Aus der Wut heraus, für den Internationalismus

Während wir diese Zeilen schreiben, ist ein Völkermord an der palästinensischen Bevölkerung in Gaza und im Westjordanland im Gange. In weniger als einem Monat wurden mehr als 9.000 Menschen getötet, und die Zahl steigt von Minute zu Minute. Während wir diese Zeilen schreiben, stirbt alle 15 Minuten ein Kind in Gaza an den Folgen der brutalen Bombardierung durch den Staat Israel. Während wir diese Zeilen schreiben, sind Tausende von Menschen auf den Straßen der Welt, die gegen das Grauen mobilisieren, die unterdrückt, verfolgt, inhaftiert und bedroht werden. Wir schreiben heute aus tiefstem Schmerz, aus der Wut und Ohnmacht heraus, die Auslöschung eines ganzen Volkes vor unseren Augen zu sehen. In den folgenden Zeilen bringen wir unsere politische Position als Migrant*innenkollektiv in Berlin zum Ausdruck, einer Stadt, die derzeit von der Polizei belagert wird.

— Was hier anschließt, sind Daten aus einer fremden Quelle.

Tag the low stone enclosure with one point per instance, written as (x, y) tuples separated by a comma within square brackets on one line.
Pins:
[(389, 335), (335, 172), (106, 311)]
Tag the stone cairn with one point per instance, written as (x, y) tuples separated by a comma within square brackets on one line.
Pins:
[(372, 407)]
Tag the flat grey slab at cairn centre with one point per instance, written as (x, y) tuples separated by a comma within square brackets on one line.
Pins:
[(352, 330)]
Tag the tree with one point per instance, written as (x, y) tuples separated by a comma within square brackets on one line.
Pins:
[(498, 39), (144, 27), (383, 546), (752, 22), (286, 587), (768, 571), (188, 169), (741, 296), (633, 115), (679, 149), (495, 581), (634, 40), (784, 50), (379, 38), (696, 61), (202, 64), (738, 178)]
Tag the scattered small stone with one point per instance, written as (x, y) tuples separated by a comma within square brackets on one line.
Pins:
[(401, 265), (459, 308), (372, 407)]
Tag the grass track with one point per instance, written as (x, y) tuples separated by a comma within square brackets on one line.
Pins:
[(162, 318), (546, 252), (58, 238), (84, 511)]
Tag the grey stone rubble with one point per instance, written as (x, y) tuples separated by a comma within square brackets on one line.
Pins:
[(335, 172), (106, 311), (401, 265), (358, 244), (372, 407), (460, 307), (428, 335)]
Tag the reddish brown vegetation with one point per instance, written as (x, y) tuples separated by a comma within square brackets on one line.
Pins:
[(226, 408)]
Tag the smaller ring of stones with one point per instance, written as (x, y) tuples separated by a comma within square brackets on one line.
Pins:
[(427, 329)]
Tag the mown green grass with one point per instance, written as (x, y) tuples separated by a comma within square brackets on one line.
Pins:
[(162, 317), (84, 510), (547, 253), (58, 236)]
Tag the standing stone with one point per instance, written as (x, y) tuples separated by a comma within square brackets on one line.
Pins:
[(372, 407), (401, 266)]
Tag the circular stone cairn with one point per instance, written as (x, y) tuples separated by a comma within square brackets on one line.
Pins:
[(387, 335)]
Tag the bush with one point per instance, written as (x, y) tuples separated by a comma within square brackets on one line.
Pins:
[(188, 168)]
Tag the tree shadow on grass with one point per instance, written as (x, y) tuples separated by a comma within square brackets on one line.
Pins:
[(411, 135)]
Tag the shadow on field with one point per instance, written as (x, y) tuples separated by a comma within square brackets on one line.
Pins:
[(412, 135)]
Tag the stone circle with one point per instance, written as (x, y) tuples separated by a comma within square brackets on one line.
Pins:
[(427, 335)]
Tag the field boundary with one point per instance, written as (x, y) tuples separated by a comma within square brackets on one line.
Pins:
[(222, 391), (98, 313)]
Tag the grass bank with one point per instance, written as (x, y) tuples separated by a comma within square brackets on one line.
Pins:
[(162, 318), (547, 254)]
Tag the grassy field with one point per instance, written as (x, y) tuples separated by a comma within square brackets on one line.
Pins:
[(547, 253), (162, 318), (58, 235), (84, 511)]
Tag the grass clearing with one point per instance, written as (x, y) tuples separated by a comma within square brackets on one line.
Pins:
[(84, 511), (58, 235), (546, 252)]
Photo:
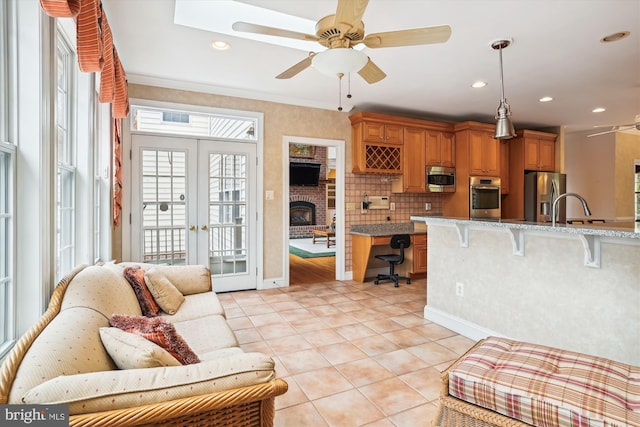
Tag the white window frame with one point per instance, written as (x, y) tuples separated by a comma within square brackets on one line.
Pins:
[(65, 197), (7, 179)]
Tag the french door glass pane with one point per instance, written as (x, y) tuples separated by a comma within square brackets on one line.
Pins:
[(227, 213), (164, 182)]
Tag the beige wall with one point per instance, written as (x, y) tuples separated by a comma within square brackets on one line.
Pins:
[(279, 120), (600, 169), (627, 150), (548, 296)]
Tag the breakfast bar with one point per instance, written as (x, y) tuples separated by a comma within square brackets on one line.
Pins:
[(575, 287)]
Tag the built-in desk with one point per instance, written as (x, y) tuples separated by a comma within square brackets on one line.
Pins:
[(368, 240)]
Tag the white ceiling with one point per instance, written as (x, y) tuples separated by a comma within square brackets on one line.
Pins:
[(556, 51)]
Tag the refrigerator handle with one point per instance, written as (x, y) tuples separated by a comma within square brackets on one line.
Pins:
[(554, 196)]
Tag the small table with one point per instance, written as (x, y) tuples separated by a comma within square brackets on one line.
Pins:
[(323, 233)]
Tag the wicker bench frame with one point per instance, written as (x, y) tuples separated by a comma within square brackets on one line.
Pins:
[(252, 406), (455, 412)]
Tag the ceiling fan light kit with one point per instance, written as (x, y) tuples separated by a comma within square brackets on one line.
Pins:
[(339, 33), (504, 125), (339, 60)]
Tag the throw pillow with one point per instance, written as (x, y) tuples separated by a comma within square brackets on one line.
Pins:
[(135, 277), (131, 351), (159, 331), (168, 297)]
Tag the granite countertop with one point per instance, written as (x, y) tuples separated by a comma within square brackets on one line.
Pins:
[(624, 230), (386, 229)]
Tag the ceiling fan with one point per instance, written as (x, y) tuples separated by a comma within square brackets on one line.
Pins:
[(635, 125), (339, 33)]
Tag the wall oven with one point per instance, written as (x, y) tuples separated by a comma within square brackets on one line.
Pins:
[(441, 179), (484, 198)]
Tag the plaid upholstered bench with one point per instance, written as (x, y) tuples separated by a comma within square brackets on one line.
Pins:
[(501, 382)]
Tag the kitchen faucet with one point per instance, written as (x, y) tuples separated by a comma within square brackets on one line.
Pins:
[(587, 212)]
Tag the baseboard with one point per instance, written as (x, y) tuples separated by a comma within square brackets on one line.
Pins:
[(273, 283), (459, 325)]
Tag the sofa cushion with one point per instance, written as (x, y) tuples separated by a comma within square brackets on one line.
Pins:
[(196, 306), (102, 391), (221, 353), (547, 386), (168, 297), (69, 345), (131, 351), (189, 279), (135, 276), (158, 331), (207, 334), (104, 289)]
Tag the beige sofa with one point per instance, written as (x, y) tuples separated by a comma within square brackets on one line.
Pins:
[(62, 359)]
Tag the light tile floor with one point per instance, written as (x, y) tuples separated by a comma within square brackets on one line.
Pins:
[(354, 354)]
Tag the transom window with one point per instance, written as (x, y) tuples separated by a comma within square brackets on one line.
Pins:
[(148, 119)]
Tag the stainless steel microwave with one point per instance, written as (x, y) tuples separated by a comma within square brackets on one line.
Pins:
[(441, 179)]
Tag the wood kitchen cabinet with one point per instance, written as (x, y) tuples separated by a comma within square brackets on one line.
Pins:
[(386, 144), (504, 167), (381, 132), (477, 153), (440, 149), (413, 175), (528, 151), (484, 154)]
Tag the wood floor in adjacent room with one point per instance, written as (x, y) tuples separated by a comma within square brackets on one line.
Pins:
[(311, 270)]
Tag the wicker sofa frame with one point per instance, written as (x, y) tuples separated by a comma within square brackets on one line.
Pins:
[(455, 412), (252, 406)]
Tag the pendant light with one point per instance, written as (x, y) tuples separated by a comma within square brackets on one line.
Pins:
[(504, 125)]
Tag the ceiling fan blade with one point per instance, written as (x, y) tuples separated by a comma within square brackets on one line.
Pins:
[(371, 73), (349, 14), (297, 68), (247, 27), (416, 36)]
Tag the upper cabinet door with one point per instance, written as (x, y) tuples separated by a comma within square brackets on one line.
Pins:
[(380, 132), (440, 149), (484, 155), (531, 160), (414, 155), (547, 155)]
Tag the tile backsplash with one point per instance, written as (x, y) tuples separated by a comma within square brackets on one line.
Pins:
[(406, 204)]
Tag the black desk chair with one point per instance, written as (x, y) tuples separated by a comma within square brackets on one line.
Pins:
[(398, 241)]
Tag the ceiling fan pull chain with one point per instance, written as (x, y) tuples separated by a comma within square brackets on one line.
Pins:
[(340, 75)]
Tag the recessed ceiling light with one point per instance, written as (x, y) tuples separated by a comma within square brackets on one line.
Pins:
[(220, 45), (614, 37)]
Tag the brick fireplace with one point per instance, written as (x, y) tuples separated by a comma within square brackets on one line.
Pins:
[(306, 212)]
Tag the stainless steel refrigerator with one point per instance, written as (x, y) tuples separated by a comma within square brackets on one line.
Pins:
[(540, 190)]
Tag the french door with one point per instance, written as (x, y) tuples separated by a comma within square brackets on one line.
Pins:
[(193, 202)]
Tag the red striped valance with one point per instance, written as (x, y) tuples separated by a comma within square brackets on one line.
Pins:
[(61, 8), (96, 52)]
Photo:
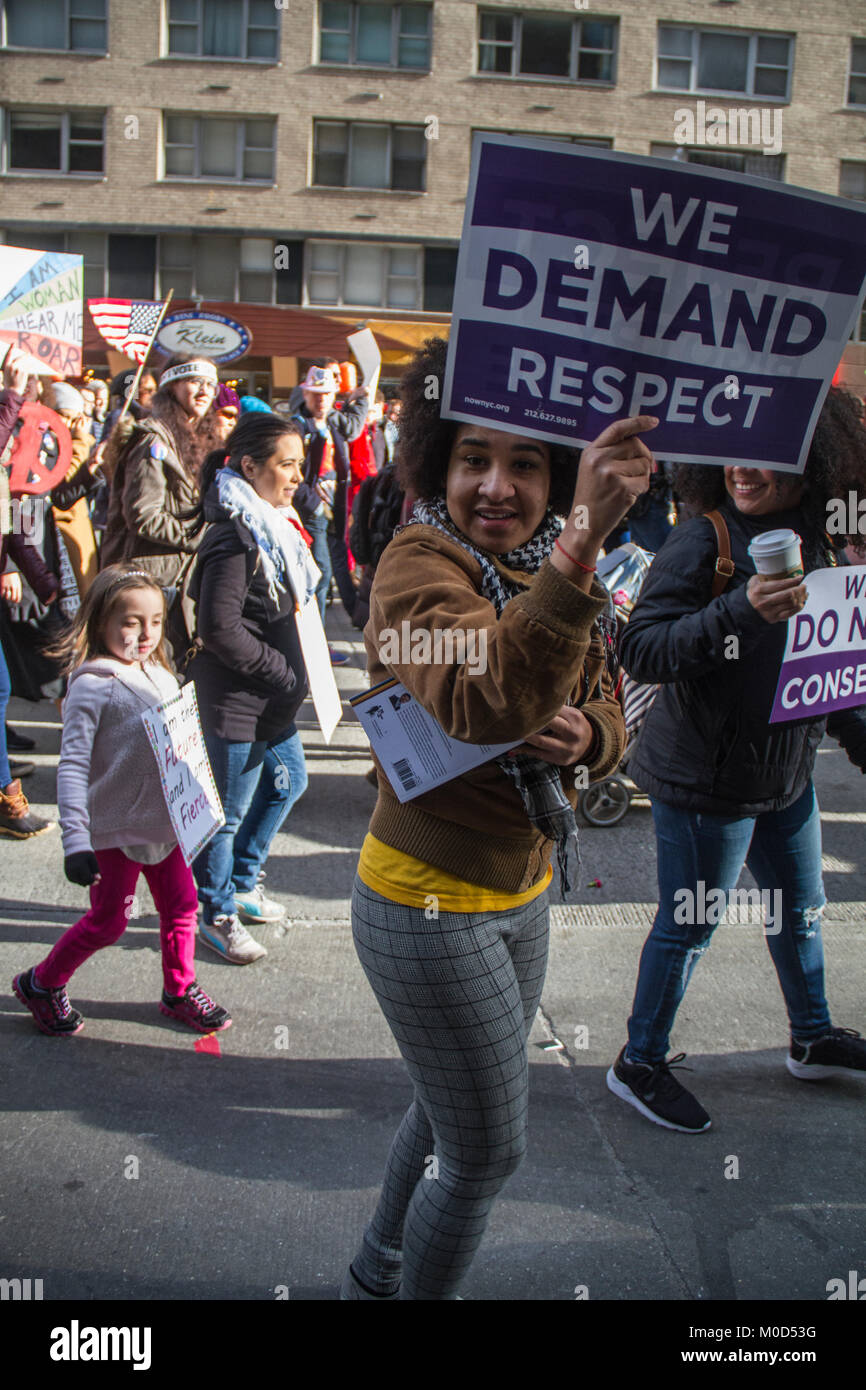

Verwurzelt in der Erinnerung

Der Bloque Latinoamericano in Berlin ist ein Kollektiv, das aus dem Bedürfnis heraus entstanden ist, unsere Solidarität mit den Gebieten und Völkern, aus denen wir stammen, aber auch mit den übrigen historisch unterdrückten Völkern auszudrücken und in die Praxis umzusetzen. Die Solidarität mit dem palästinensischen Volk ist in unserer Erinnerung verwurzelt, und mit ihr wanderten wir in dieses Land ein, um weiter gegen die Ungerechtigkeit zu kämpfen.

Unser Herz aus dem Süden schlägt überall stark und organisiert sich, um das Schweigen zu brechen, deshalb verstehen wir, wie wichtig es ist, in diesem Moment und in diesem Land eine politische und notwendige Übung gegen das Vergessen zu machen. Das Grauen, das sich heute gegen das palästinensische Volk richtet, ist kein Einzelfall, der als Reaktion auf die Angriffe der Hamas am 7. Oktober begann, sondern die Fortsetzung einer mehr als 75-jährigen Geschichte der Unterdrückung, der Besatzung und der systematischen Ermordung des palästinensischen Volkes durch den Staat Israel; nur unter der Vormundschaft imperialer Mächte wie den Vereinigten Staaten und Europa ist es möglich, ein ganzes Volk innerhalb und außerhalb seines Territoriums sieben Jahrzehnte lang zu bombardieren, zu inhaftieren, zu besetzen, zu foltern, zu verfolgen, einzusperren, zu zensieren und gleichzeitig einen hegemonialen Diskurs in den globalen Medien aufzubauen, um dies zu rechtfertigen.


Zionistische Mauer im Westjordanland

Wir sagen es laut und deutlich: Der terroristische Staat Israel verübt einen Völkermord in Gaza und vertritt nicht das jüdische Volk. Genauso wenig repräsentiert die Hamas das palästinensische Volk.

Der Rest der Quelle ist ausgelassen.